エピローグ
一週間後。
穏やかな、気持ちのいい昼下がり。
リンは自分の部屋で、香茶を飲みながら本を眺めている。が、内容がちっとも頭に入ってこない。湧き上がる衝動を発散しようと、五分ごとに立ち上がってはうろうろ歩き回らずにはいられない。同室の、自分の机で雑誌をめくっているダリアも呆れ顔だ。
「ねーリン、ちょっと落ち着きなよ」
「落ち着いてる。落ち着いてるよ」
「どこがよ」
「あっ!」
窓の外ををすかし見てリンは声をあげた。ダリアが腰を浮かせる。
「来たの?」
「違う」リンは顔をしかめた。「やだなー……なんでよりによってあの子達なの」
寮の前の広場を、三人の少女が通りかかったのだ。
リン自身の知り合いではないが、顔くらいは知っている。
近くの寮の子達だ。かつてマリアラの同寮で、専攻も一緒で、マリアラが孵化したと同時に排斥した、あの三人組。

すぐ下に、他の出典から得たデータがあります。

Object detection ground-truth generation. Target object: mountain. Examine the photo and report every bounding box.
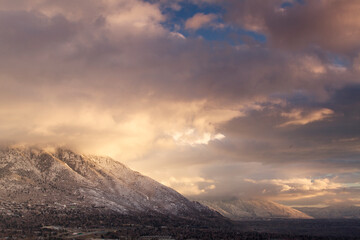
[296,205,360,219]
[199,199,312,220]
[0,147,217,220]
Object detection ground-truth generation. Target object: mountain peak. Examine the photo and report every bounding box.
[0,147,214,216]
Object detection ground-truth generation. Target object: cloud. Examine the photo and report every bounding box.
[279,108,334,127]
[225,0,360,54]
[0,0,360,207]
[185,13,218,30]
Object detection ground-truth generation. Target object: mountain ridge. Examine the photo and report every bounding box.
[0,147,217,219]
[199,198,312,220]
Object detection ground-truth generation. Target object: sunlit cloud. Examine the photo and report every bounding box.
[279,108,334,127]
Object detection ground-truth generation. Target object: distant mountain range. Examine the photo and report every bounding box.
[199,199,312,220]
[0,147,360,225]
[0,147,215,218]
[296,205,360,219]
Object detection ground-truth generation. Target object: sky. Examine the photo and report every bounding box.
[0,0,360,206]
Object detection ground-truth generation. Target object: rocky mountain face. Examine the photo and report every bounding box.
[200,199,312,220]
[296,205,360,219]
[0,147,217,219]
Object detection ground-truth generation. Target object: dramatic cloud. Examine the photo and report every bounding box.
[227,0,360,54]
[185,13,218,30]
[0,0,360,205]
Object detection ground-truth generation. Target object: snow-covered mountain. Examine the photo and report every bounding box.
[0,147,216,216]
[296,205,360,219]
[199,199,312,220]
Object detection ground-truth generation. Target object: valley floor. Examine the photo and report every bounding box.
[0,209,360,240]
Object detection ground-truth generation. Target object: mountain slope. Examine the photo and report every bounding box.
[200,199,311,220]
[296,205,360,219]
[0,148,214,216]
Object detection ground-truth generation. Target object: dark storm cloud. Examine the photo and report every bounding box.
[0,0,360,206]
[226,0,360,55]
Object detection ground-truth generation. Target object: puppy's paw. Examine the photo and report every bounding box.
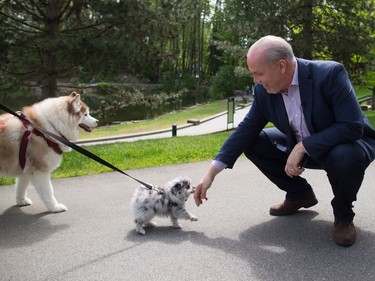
[17,197,33,207]
[190,216,198,221]
[135,226,146,235]
[173,222,182,229]
[50,203,68,213]
[145,221,158,228]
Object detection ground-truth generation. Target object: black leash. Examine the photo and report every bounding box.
[0,103,154,189]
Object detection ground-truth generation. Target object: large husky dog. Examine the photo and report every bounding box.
[0,92,98,213]
[131,177,198,235]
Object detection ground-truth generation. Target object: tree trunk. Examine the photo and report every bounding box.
[302,0,313,60]
[42,0,63,99]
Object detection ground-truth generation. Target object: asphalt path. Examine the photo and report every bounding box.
[0,105,375,281]
[76,105,251,146]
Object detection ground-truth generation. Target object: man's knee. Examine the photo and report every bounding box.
[324,143,368,172]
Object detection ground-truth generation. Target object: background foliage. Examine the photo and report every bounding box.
[0,0,375,113]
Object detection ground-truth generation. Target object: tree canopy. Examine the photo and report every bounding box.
[0,0,375,98]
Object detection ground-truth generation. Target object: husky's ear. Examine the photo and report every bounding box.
[70,92,81,113]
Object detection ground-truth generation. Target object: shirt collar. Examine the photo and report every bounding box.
[290,58,299,86]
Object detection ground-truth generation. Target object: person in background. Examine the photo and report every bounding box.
[194,35,375,246]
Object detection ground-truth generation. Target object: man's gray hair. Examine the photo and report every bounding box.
[247,35,294,64]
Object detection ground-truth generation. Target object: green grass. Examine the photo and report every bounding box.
[0,131,230,185]
[0,89,375,185]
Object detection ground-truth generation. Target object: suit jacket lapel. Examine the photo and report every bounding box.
[297,59,315,134]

「……ってなんでそこで立ち止まんのよ、あっち行け! しっしっ!」
「犬じゃないし聞こえてないし」
「どうしよう、これじゃあマリアラが来づらいじゃない……!」
「追っ払って来れば?」
「口実は!?」
「ないよねー」
「ダリア冷たいよ!」
「しょーがないよ、リン」
ダリアは冷静に香茶をこくりと飲んだ。
「もともと魔力が強ければ、孵化しそうな子だけ集められた寮に入れられるけど、マリアラはそうじゃなかったからしょーがないの。孵化したら、それまでの友達とは疎遠になっちゃうものなの。リンは前から仲良かったって白状してくれたけど」
「白状ってなによ」
「リンの心情としては近いんじゃない? あたしに黙ってたもんね。言いづらかったんでしょ」
「う……」
「リンみたいにね、孵化する前から友達で、孵化した後も仲良くしていきたいって思うようなのは特別よ。希少価値よ、レアケースなのよ」
「そう……? ダリアでさえ、そう思うの?」
「そうねえ、あたしは、マリアラと、孵化する前から友達じゃなくて良かったなあって思ったわ」
正直に言われ、リンは鼻白んだ。ダリアはにっこり笑う。
「だから嬉しい。今日初めてマリアラと、仲良くなれそうなのがね。初めっからマヌエルだってわかってれば、仲良くなる自信はあるわよ。でも、たとえばリンがさ、突然孵化してマヌエルになっちゃうのはキツイ。しょうがないってわかっていても、裏切られたような気にね、なっちゃうと思う。どうしても」
「……あたしも、そうだったよ」
「うん、だからさ。リンがすごいなって思うわけよ。でもリン、自覚した方がいいわ。あんたみたいなのはレアケースなんだから、他の子にまでその心構えを要求するのは酷だわよ。リンにはどうしようもないことなの。これは、マリアラが乗り越えなきゃいけないことなんだから。来なければ来ないで、しょうがないわよ。リンにできることは、約束すっぽかされても怒らないであげることくらいよ」
「ううう~」
三人は、通りがかった知り合いと立ち話をしているようだ。リンは両手の指を曲げてそちらに向けた。
「失せろ~失せろ~」
「やめなって。リンが【魔女ビル】に行けばよかったのに」
「ダリアが会いたいからここに呼べって言ったんじゃん……!」
「ここに呼べとは言ってない。あたし的には【魔女ビル】最上階の喫茶店で名物パフェでも構わなかったのよ?」
「嘘だ! 偶然を装って通りかかって友達になるって言った!」
「【魔女ビル】の喫茶店で通りかかっても良かったってことよ」
「一般学生が【魔女ビル】に偶然通りかかるなんて不自然でしょーが!」
「あたしなら不自然じゃなくってよ」
ほほほ、とダリアは笑う。確かにこの子は【魔女ビル】に入り浸るコネを持っている、とリンは思い、今更そんなこと言われても、と唇を尖らせた。
と。
「来た……!」
リンは声をあげた。
青空にひとつ、ぽつりと、黒い制服が見える。
制服が、黒い。
「やったー! やったやったやったやったっ、黒い制服ー! 魔女だ魔女だ、魔女になったんだー!!」
長い亜麻色の髪をなびかせたマリアラが、向かいの建物の屋上までやってきていた。気にしない魔女も多いが、マリアラは居住高度を飛ぶのはマナー違反だと、ちゃんとわきまえている魔女だった。居住高度を箒で飛ばれると、窓から室内が丸見えになってしまうから、嫌がる人はとても多い。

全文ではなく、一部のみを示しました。